In recent years, the once joyous English New Year celebration has been overshadowed by a gloom affair due to numerous hazardous incidents arising from the use of fireworks and sky lanterns on the New Year’s Eve.

Numerous incidents, including fire outbreaks and fatalities, have been reported in over 200 locations across the country.

Last year, even the power transmission line of the metro rail was damaged during such incidents.

In response to these issues, law enforcement forces have adopted a stringent stance.

The Dhaka Metropolitan Police (DMP) has declared that strict action will be taken against those caught red-handed flying lanterns, igniting firecrackers, or selling them.

To ensure a festive and safe environment for both the upcoming national parliamentary election and the 31st night, a ban has been imposed on all types of fireworks, lanterns, and firecrackers in Dhaka city for an indefinite period.

Despite the ban, the sale of these flammable items persists.

During a visit in the capital, it was seen that sky lanterns were openly being sold at various intersections.

Additionally, fireworks and sky lanterns were being discreetly sold in the narrow lanes of Old Dhaka, including Tantibazar and Shakharibazar, known as the largest market for lanterns and fireworks.

Many shops are engaging in the illegal sale of lanterns and fireworks, employing covert tactics. Sellers are selective, only offering their products to familiar faces, and transactions often take place away from the prying eyes of authorities.

Firecrackers and lanterns are being illicitly sold in small shops tucked away in the alleys of various areas in Old Dhaka, such as Shakhari Bazar, Tantibazar, Sutrapur, and Patikhan Lane.

Despite the ban, several young people and teenagers were observed standing discreetly in the vicinity, ready to approach potential buyers.
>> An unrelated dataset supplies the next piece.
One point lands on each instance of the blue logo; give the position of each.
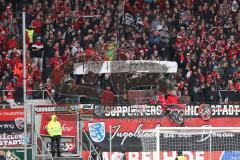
(97, 131)
(230, 155)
Wahidul Islam Safayat, a resident of Old Dhaka, acknowledged the DMP's instructions but noted that not everyone is adhering to the guidelines.

He said: “Fireworks and lantern festivals are the traditions of Old Dhaka. I think we should all be careful about bursting firecrackers and flying lanterns. We should all celebrate and light lanterns at a specific place instead of flying lanterns everywhere.”

Safayat also mentioned that lanterns are still available in Shankharibazar and Tantibazar, sold secretly to locals behind the shops.

Another resident of Old Dhaka, a college student named Turjo, said: “Celebrating the night with fireworks on December 31 every year is not new. Every year I used to set off these firecrackers and lanterns myself. But when I saw the occasional accident due to it, I have been avoiding it ever since. I think social organizations and television should spread awareness advertisements to stop this bad culture.”

Wishing to remain anonymous, a trader in Shakhari Bazar, admitted that lanterns and firecrackers are available in many shops despite the ban.

He justified the sales by saying that they are fulfilling the requests of known customers and selling the items discreetly.

“We have brought the items at the shops following requests of known customers. Moreover, we can sell at double price than the usual price this time. That's why I'm selling it secretly. But when the existing items will be sold out, I will not bring anymore,” said the trader. 

He added that the existing items are being sold at double the usual price, and once the stock is depleted, they will cease further sales in compliance with the ban.